Pollinator Gardens: Get To Know Your Non-Bee Pollinators

A hummingbird on a plant
(Image credit: Rachel Park / 500px / Getty Images)

Honeybee Colony Collapse Disorder (CCD) is a hot topic, along with all the other factors contributing to our decline of bee population, so serious focus on pollinators and their health has to be in the conversation. While I love bees (just not the mean ones like yellow jackets), there are other pollinators upon which we can focus. Creating habitat and food for these good guys will help sustain our crops and plants to ensure the future of our food supply.

Encouraging "Other" Pollinators in the Garden

I am mildly allergic to bee stings. Plus, I am like a four-year-old and terrified of being stung. This doesn't prevent me from appreciating bees and all the work they do, but it does remind me that they aren't the only pollinators in the garden. There are daytime and nighttime pollinating insects, most of which don't bother a fly. They just move around naturally, doing what they do best as they find food. In the course of this task, they bump around in flower parts, moving bits of pollen from bloom to bloom. These other heroes of the garden should be regarded as important parts of the pollinating machine too. Encouraging other pollinators like these will help your garden produce more food and flowers.

In the insect world, non-bee pollinators encompass many beetles, flies, ants, wasps, moths, and butterflies. We also have birds and bats to thank for some of the pollinating activity. Simply in the act of foraging for food, these organisms can help transfer pollen. While they aren't as efficient as bees, who often visit flowers more frequently, they are able to transfer pollen in weather bees can't operate in and move it much farther. This is great news for the wild population of flora as well as our cultivated crops.

Encouraging these other types of non-bee pollinators starts with developing habitat in which they can successfully live. Provide flowering plants throughout the year if possible. Plant host plants for butterflies and moths. Native plants are often ideal for this purpose. Avoid rototilling or other extreme soil disturbing activity which can destroy in-ground nesting site.

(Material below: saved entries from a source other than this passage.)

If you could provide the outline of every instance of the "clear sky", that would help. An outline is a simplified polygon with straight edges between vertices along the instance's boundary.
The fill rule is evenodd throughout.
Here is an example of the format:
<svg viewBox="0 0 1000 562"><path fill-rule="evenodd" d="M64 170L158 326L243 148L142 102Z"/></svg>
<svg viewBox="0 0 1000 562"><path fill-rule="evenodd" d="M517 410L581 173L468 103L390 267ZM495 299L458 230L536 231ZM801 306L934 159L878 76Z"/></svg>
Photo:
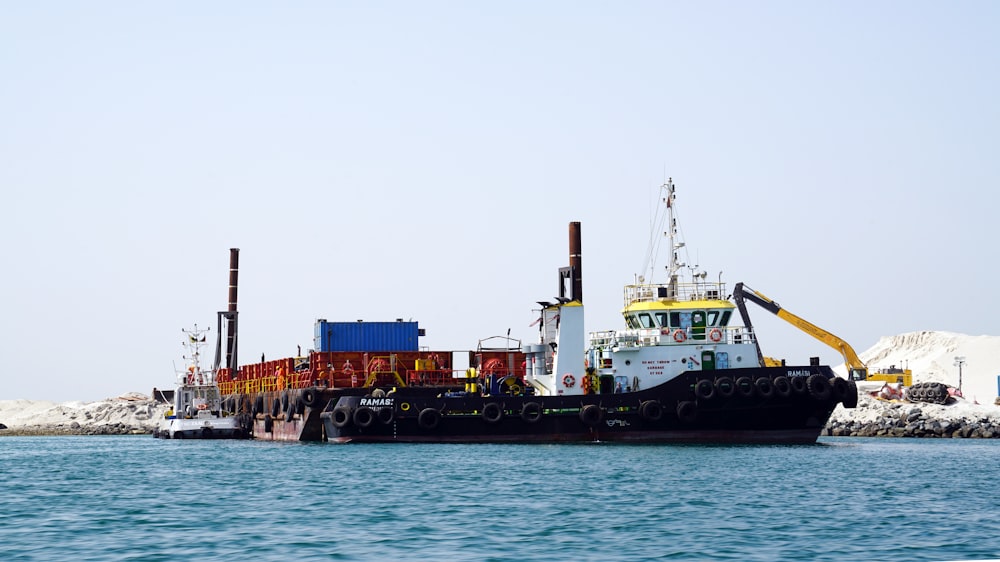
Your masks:
<svg viewBox="0 0 1000 562"><path fill-rule="evenodd" d="M4 2L0 399L169 387L240 254L243 362L313 322L526 342L583 231L622 325L692 259L859 352L1000 333L1000 3ZM765 353L841 357L763 310Z"/></svg>

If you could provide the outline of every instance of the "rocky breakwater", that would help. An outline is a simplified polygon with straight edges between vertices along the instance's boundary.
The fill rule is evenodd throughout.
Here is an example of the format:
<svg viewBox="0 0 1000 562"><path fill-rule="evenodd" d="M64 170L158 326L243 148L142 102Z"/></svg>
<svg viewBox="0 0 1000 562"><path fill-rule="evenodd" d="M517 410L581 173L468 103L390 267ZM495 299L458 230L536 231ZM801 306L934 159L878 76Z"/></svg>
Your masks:
<svg viewBox="0 0 1000 562"><path fill-rule="evenodd" d="M822 435L833 437L1000 437L1000 406L887 402L862 393L858 407L838 406Z"/></svg>
<svg viewBox="0 0 1000 562"><path fill-rule="evenodd" d="M97 402L0 400L3 435L130 435L151 433L168 405L140 393Z"/></svg>

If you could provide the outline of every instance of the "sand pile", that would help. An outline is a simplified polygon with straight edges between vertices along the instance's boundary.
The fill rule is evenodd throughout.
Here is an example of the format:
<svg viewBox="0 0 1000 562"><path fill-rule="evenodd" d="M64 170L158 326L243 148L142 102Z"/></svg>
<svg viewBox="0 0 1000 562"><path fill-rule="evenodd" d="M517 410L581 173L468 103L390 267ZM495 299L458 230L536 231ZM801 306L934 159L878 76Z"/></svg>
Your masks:
<svg viewBox="0 0 1000 562"><path fill-rule="evenodd" d="M1000 336L970 336L954 332L909 332L886 336L859 354L870 372L890 366L913 371L913 382L961 385L970 402L993 404L1000 392ZM964 360L962 378L956 359ZM841 365L834 368L847 376Z"/></svg>

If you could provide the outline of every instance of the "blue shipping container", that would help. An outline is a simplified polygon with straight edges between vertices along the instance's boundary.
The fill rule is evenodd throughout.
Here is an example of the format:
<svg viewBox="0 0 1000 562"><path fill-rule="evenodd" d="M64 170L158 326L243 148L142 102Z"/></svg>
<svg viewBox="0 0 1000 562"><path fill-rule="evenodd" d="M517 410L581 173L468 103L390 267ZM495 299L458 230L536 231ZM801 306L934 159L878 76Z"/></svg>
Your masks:
<svg viewBox="0 0 1000 562"><path fill-rule="evenodd" d="M417 322L327 322L317 320L316 351L419 351Z"/></svg>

Setting up housing is another way of encouraging pollinators in the garden. There are plans for bee and beneficial insect houses abundantly available. Most are made with common household items. Erecting a bat house and feeding hummingbirds and other birds throughout winter will keep them in your garden to do their good work.

My garden has flowers from February into November. In the winter, a hummingbird feeder is available, as well as dried sunflower heads spiked along the fence for the other birds. My bat house is erected on the tall cedar tree, neighbor to a beneficial bug house. I practice no till sowing and rarely dig deeply unless planting a shrub or tree. Since I respect these other pollinators, my garden blooms like a rainbow and my food crops are often more than I can handle.

Respecting and taking care of non-bee pollinators is another way of ensuring a beautiful garden but also part of encouraging diversity in species for a healthy Earth.